Wir aber wollen ihr vorgreifen und das, was sie am folgenden Morgen dem Doctor noch aus ihrem Leben erzählte, in gedrängter Kürze mittheilen.

Sie hatte selbst gesagt, daß von dem Augenblicke an, wo sie Gräfin L. war, sie sich grenzenlos elend fühlte; denn nicht nur die Art, wie ihr Gemahl sich im Innern seines Hauses betrug, war ihr zuwider, auch sein Benehmen in der großen Welt und die Weise, in welcher er seine junge Gemahlin überall aufführte, empörte Ludmillens Gefühl. Den Erzherzögen, dem Staatskanzler und seiner hochmüthigen Gemahlin gegenüber war er kriechend und würdelos, gegen jeden Andern hingegen hochfahrend und impertinent; mit den älteren Damen sprach er Zweideutigkeiten, mit den jüngeren süßliche Albernheiten – Ludmille konnte das nicht mit ansehen – ihr eigener Stolz, ihr Selbstgefühl wurde in ihrem Gemahl so tief verletzt, daß sie es vorzog, diese Demüthigung sich zu ersparen, und gar nicht mehr an seiner Seite zu erscheinen beschloß. Allein ließ er sie nicht ausgehen, das erlaubte seine Eifersucht nicht, und so kam sie denn gar nicht mehr aus ihren Gemächern. Anfangs suchten ihre ehemaligen Freunde sie dort auf; da man aber bald ihre frühere Munterkeit, an deren Stelle ein erbittertes, gedrücktes Wesen getreten war, an ihr vermißte, so hörte das auch auf, und ehe einige Monate vergingen, war sie ganz einsam, denn selbst ihre Schwester sah sie nicht mehr, weil diese sich mit ihr überworfen, als Ludmille ihr erklärt, sie werde jedenfalls sich von dem Grafen scheiden lassen, was sie als Protestantin ja durfte – was ihre Schwester hingegen, die aus »Rücksichten für die Familie ihres Gemahls« katholisch geworden, auf das Aeußerste schon um des Scandals willen mißbilligte.

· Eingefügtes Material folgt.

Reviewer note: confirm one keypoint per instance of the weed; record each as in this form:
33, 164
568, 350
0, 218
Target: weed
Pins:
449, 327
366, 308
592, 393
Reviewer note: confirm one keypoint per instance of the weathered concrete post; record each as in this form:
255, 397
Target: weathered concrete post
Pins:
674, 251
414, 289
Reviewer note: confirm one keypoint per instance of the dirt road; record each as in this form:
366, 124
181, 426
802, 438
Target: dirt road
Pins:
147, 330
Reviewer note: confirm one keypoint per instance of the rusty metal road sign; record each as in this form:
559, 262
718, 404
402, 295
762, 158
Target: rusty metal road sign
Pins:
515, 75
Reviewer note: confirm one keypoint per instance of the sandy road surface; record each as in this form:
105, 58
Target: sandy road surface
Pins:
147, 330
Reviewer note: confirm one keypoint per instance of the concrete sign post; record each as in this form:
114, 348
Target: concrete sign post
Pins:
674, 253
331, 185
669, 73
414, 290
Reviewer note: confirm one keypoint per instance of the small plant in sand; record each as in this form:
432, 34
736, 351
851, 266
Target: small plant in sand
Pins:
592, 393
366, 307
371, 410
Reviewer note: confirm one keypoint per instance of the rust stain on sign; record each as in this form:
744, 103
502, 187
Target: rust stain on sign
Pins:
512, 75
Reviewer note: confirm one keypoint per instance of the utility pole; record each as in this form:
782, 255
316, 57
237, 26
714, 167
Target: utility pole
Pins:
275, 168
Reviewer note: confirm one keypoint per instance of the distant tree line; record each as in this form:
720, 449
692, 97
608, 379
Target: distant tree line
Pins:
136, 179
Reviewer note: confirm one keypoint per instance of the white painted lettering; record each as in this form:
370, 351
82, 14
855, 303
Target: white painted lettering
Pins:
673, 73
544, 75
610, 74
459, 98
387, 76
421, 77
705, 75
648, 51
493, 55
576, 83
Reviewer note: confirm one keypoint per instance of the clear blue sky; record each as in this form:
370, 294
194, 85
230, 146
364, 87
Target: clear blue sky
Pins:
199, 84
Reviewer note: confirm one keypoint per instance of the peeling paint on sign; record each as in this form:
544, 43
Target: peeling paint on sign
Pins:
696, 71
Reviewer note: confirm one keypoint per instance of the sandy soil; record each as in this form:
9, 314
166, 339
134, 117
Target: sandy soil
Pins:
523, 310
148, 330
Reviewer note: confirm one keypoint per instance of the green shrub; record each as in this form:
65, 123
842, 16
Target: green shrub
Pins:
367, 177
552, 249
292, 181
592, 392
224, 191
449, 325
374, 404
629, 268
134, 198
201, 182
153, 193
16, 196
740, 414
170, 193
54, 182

Ludmille hatte, obgleich ihr Entschluß unwider ruflich fest stand, noch keine Schritte wegen der Scheidung gethan, weil es für sie bis jetzt eine Unmöglichkeit gewesen. Sie hatte keinen Zufluchtsort, keinen Freund, keinen Beschützer, selbst kein Geld, um irgend etwas zu unternehmen, denn ihr Gemahl, durch seinen Schwager gewarnt, bewachte sie und entzog ihr alle Mittel zum selbstständigen Handeln. Das einzige Wesen, dem sie bisher ihr Herz erschließen konnte, ohne mit Vorwürfen, mit Mißtrauen oder mit Gleichgültigkeit empfangen zu werden, war in der Ferne, ihre Tante Rosalie. Der lebhafteste Briefwechsel mit der geistreichen alten Jungfer war der einzige Trost, die einzige Erholung der schönen jungen Frau!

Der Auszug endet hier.